U.S. company Air Products, which has major operations in the Washington-Baltimore area as well as around the world, was attacked by terrorists. The company issued a worldwide security alert following the attack, establishing defensive measures at its gas product facilities around the globe, including the United States.
“Security has been increased at Air Products’ locations around the world as a precautionary measure,” Air Products said from its headquarters in Lehigh Valley, Pa.
The attack was particularly gruesome, with an employee’s decapitated head reportedly being placed on a pole after militants crashed through a security gate. The terrorists then crashed their vehicle into one of the facility’s gas storage containers, causing an explosion.
Other attacks occurred nearly simultaneously in Kuwait and Tunisia and appeared to be coordinated. But the attack near Lyon stands out because it involves an industrial gas plant owned by a U.S. company. The Islamic State took credit for the attacks.
Air Products isn’t saying why its facility in France was targeted.
Utilities in the U.S. have become more concerned about their natural gas storage facilities becoming a target for attack.
At a nuclear power summit earlier this year in Washington, former FBI director Robert Mueller said the Islamic State should be considered a growing threat to American energy infrastructure through cyber attacks. Others such as Southern Co. CEO Tom Fanning have said threats to the grid are a concern for the industry, which is working with the government to enhance security.
Exelon raised concerns with federal officials during the April riots in Baltimore. The utility, parent of Baltimore Gas and Electric Co., was concerned its facilities would be attacked or vandalized, causing a detonation within a densely populated urban area, according to a recent news article.
The news website Vice News published an investigative news article on June 24 that said Exelon’s concerns forced the Department of Homeland Security and other agencies to dispatch federal officers throughout the city to guard against a natural gas explosion, whether intentional or otherwise.
“Given the current scope of activity and expected protests this upcoming weekend, the potential exists for these containers to be targeted for vandalism or worse,” an April 30 Department of Homeland Security intelligence brief obtained by Vice News says.
The Air Products attack also raises the specter of what many security experts call an inevitable physical or cyber attack on the U.S. electricity grid.
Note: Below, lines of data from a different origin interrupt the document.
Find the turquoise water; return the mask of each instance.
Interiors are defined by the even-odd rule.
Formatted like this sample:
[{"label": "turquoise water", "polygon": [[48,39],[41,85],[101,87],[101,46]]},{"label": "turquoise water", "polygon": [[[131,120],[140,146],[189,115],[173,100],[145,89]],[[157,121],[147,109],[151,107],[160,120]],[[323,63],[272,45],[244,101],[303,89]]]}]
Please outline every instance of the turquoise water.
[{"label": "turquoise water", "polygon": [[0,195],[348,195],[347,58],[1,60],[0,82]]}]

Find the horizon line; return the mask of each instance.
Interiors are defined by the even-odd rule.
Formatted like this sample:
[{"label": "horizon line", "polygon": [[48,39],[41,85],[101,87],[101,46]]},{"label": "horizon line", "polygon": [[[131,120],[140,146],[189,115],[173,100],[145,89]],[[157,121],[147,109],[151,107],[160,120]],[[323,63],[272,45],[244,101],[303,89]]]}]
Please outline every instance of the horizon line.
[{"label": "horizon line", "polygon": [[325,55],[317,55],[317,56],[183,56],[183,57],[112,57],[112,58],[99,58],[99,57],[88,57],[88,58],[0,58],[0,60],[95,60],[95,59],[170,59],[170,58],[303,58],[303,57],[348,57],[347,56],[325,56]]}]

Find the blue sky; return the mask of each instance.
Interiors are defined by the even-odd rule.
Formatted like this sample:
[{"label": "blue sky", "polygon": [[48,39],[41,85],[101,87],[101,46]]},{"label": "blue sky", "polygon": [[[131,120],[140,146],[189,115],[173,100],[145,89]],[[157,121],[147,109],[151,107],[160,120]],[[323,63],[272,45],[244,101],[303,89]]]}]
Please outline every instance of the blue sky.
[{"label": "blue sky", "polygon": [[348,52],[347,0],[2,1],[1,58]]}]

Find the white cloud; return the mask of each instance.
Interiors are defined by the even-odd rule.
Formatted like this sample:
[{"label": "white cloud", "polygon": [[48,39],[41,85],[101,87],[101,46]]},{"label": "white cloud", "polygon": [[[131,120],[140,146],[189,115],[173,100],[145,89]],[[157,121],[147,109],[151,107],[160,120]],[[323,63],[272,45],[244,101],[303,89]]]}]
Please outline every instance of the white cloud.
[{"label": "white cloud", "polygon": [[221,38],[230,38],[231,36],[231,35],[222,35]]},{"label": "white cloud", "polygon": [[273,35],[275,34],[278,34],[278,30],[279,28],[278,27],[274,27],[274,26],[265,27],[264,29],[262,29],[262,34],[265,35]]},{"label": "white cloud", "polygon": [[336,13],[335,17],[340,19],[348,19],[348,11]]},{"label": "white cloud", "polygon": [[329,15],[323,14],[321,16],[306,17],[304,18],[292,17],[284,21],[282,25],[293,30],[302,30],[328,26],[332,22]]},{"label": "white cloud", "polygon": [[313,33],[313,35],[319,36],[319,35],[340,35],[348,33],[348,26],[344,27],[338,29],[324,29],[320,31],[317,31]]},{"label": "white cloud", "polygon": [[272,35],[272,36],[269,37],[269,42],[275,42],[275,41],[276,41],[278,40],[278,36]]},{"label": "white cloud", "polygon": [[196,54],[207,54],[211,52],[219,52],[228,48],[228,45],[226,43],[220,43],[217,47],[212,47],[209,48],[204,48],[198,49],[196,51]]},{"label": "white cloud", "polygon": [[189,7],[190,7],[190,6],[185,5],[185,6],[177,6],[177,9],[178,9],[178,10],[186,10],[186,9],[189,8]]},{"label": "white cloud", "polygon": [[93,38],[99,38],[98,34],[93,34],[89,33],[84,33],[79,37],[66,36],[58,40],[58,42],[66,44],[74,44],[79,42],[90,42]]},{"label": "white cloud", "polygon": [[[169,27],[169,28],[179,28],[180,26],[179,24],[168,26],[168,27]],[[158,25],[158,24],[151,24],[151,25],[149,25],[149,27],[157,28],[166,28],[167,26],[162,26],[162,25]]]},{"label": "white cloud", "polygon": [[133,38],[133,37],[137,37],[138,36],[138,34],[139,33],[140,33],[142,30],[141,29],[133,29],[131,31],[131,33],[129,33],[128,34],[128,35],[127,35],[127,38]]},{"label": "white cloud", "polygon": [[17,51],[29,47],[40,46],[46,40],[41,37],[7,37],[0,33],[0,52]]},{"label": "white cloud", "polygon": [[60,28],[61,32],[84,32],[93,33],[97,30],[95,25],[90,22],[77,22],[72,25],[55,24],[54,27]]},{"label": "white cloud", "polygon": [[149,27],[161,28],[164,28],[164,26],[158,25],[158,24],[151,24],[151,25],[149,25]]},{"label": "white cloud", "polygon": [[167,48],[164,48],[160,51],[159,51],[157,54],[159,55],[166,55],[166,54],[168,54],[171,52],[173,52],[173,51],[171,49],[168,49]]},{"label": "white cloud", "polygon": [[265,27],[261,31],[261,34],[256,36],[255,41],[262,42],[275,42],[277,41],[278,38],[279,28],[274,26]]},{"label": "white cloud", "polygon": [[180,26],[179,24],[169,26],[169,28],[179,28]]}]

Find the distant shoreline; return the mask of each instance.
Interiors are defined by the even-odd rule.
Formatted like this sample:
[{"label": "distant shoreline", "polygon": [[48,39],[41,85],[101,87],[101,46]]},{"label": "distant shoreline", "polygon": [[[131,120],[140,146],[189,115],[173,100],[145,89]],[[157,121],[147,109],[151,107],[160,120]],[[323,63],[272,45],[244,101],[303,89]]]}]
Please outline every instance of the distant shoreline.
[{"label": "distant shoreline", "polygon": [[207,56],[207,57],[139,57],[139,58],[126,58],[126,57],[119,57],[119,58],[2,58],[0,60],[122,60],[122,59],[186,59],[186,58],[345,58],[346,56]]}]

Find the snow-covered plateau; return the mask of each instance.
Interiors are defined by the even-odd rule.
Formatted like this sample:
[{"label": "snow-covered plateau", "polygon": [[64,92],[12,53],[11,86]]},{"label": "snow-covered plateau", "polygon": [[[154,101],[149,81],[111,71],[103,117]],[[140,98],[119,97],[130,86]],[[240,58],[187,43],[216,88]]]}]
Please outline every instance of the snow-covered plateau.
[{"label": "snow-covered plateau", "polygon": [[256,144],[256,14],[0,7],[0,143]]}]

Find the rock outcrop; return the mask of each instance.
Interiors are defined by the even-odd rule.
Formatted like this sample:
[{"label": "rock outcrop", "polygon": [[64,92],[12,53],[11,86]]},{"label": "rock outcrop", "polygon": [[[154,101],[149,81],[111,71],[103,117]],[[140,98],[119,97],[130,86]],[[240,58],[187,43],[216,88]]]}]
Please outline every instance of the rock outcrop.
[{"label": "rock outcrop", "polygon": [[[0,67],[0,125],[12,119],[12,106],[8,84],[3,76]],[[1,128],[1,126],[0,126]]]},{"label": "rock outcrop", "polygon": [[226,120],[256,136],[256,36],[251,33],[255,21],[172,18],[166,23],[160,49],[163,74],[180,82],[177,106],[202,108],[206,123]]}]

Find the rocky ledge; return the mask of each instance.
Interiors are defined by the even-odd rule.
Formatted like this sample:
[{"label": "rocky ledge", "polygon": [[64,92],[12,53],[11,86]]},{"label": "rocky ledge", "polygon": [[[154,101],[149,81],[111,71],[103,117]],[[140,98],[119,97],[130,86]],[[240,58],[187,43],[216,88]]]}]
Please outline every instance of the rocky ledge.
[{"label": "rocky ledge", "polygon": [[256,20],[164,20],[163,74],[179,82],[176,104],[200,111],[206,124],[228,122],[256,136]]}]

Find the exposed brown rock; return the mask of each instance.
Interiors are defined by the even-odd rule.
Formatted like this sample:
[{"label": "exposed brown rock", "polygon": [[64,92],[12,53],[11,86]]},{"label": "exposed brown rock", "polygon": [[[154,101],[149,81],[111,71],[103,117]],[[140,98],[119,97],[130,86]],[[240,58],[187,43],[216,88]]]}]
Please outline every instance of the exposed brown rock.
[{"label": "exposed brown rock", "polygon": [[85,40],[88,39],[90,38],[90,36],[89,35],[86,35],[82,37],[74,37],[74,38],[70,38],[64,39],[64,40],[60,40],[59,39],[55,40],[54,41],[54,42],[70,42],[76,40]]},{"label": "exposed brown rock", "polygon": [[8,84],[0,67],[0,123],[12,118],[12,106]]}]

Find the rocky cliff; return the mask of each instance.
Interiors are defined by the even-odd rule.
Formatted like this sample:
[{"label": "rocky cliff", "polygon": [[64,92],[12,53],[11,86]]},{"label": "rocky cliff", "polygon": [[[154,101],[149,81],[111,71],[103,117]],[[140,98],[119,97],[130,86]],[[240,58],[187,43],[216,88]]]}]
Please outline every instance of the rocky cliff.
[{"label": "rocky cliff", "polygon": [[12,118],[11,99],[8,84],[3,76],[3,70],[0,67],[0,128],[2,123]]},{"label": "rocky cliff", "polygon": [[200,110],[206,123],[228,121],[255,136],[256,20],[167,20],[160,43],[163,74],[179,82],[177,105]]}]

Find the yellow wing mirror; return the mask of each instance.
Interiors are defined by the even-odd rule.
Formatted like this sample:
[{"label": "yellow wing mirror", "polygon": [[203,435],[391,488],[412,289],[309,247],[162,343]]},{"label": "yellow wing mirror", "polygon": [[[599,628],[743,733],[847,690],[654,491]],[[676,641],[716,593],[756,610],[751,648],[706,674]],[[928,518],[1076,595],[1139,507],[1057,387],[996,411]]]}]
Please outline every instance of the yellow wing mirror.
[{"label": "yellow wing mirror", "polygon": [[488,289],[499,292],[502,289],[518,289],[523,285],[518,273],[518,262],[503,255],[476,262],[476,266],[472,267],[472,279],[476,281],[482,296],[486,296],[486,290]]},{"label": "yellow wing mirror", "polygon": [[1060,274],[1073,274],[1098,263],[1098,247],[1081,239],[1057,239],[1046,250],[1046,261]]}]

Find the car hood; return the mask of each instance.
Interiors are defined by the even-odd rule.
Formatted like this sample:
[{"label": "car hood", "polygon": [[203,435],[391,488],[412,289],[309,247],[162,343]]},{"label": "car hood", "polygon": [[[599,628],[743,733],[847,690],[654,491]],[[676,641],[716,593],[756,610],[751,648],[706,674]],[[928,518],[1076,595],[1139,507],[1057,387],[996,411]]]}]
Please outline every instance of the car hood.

The nation’s electric grid cannot be guarded at all times. Case in point, the 2013 physical attack on Pacific Gas & Electric’s Metcalf transmission station in California. The attack was perpetrated by unknown assailants using high-powered sniper rifles to detonate electrical transformers within the substation, with the intent of bringing down California’s electric grid. The perpetrators were never caught.
The attack was not made widely known by the federal government until the former head of the Federal Energy Regulatory Commission said the attack should be labeled a terrorist attack.
Former FERC Chairman Jon Wellinghoff told the WallStreet Journal that the Metcalf attack is “the most significant incident of domestic terrorism involving the grid that has ever occurred.” He discussed the incident after he left the agency.
The attack spurred the commission, which regulates the power grid, to call for the development of mandatory physical security standards for the electric transmission system. The physical standards went into effect earlier this year.